Mede door verdergaande digitalisering kunnen publieke dienstverleners vanuit beschikbare persoonsdata vroegtijdig (dreigende) problematiek bij burgers signaleren. Dit biedt hen gelegenheid om burgers proactief een helpende hand te reiken om zodoende burgerwelzijn te bewaren of verhogen, bijvoorbeeld door schulden voor te zijn. Maar in hoeverre zitten burgers daarop te wachten? Staan zij hierbij gebruik van persoonlijke gegevens toe?
Als iemand mij hulp aanbiedt zonder dat ik het gevraagd heb, heeft dat misschien een positief effect omdat ik niet zelf om hulp hoef te vragen.
Ook timing is essentieel. Vooral tijdens ingrijpende life-events, zoals scheiding of baanverlies, staan mensen meer open voor hulp. Tegelijkertijd kan een aanbod dat te vroeg, te laat of via de verkeerde partij komt, juist weerstand oproepen.
Ik wil het gevoel hebben dat ik..., ik hou er niet zo van als mensen de regie over mijn leven hebben, of controle.
Een veelgenoemde drempel is het wantrouwen richting overheid en uitvoeringsorganisaties. Ervaringen uit het verleden – zoals bureaucratische rompslomp, niet nagekomen beloftes of de toeslagenaffaire – kleuren het beeld van burgers. Vertrouwen opbouwen vergt dus tijd, maar ook zichtbare verbetering in hoe hulp geboden wordt.

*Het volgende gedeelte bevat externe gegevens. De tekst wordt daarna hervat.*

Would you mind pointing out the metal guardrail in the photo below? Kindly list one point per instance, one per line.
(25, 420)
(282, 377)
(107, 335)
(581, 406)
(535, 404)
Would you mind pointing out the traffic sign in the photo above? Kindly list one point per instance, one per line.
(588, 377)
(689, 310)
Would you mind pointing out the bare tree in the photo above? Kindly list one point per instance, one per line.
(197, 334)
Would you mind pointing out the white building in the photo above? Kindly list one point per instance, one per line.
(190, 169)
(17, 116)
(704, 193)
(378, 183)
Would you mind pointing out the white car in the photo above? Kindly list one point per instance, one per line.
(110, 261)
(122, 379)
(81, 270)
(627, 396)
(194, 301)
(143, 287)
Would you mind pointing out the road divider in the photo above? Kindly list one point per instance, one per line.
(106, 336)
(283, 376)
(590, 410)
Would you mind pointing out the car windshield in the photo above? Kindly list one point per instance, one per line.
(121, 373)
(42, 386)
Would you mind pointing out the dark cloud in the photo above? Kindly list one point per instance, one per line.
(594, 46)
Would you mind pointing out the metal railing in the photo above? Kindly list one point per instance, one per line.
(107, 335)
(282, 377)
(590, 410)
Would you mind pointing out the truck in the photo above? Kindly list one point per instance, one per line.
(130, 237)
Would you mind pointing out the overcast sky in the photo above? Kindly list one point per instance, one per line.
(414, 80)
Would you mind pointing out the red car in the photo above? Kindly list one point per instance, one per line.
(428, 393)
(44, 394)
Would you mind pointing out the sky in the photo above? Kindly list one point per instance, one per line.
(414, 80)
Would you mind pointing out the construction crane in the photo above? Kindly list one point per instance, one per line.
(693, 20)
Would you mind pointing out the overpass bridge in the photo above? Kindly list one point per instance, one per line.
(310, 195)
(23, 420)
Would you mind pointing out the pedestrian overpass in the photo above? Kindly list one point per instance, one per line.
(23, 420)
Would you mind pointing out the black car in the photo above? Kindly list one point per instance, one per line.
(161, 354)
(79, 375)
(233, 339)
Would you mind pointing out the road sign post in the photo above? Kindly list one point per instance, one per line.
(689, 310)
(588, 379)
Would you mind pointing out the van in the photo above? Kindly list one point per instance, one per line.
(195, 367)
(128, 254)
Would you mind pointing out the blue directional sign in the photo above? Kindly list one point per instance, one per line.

De manier waarop je benaderd wordt, maakt echt een verschil. Als iemand proactief contact met me opneemt en dat op een vriendelijke en empathische manier doet, dan voel ik me veel meer op mijn gemak om hulp te accepteren.
De uitkomsten van dit kwalitatieve onderzoek vormen het fundament voor een kwantitatieve survey (N=1000) die momenteel wordt uitgevoerd. Daarnaast zijn de inzichten benut in een drietal design-sprints, gericht op het ontwerpen en testen van nieuwe vormen van proactieve dienstverlening. Het doel: overheidsdienstverlening die daadwerkelijk aansluit bij de beleving, behoeften en leefwereld van burgers.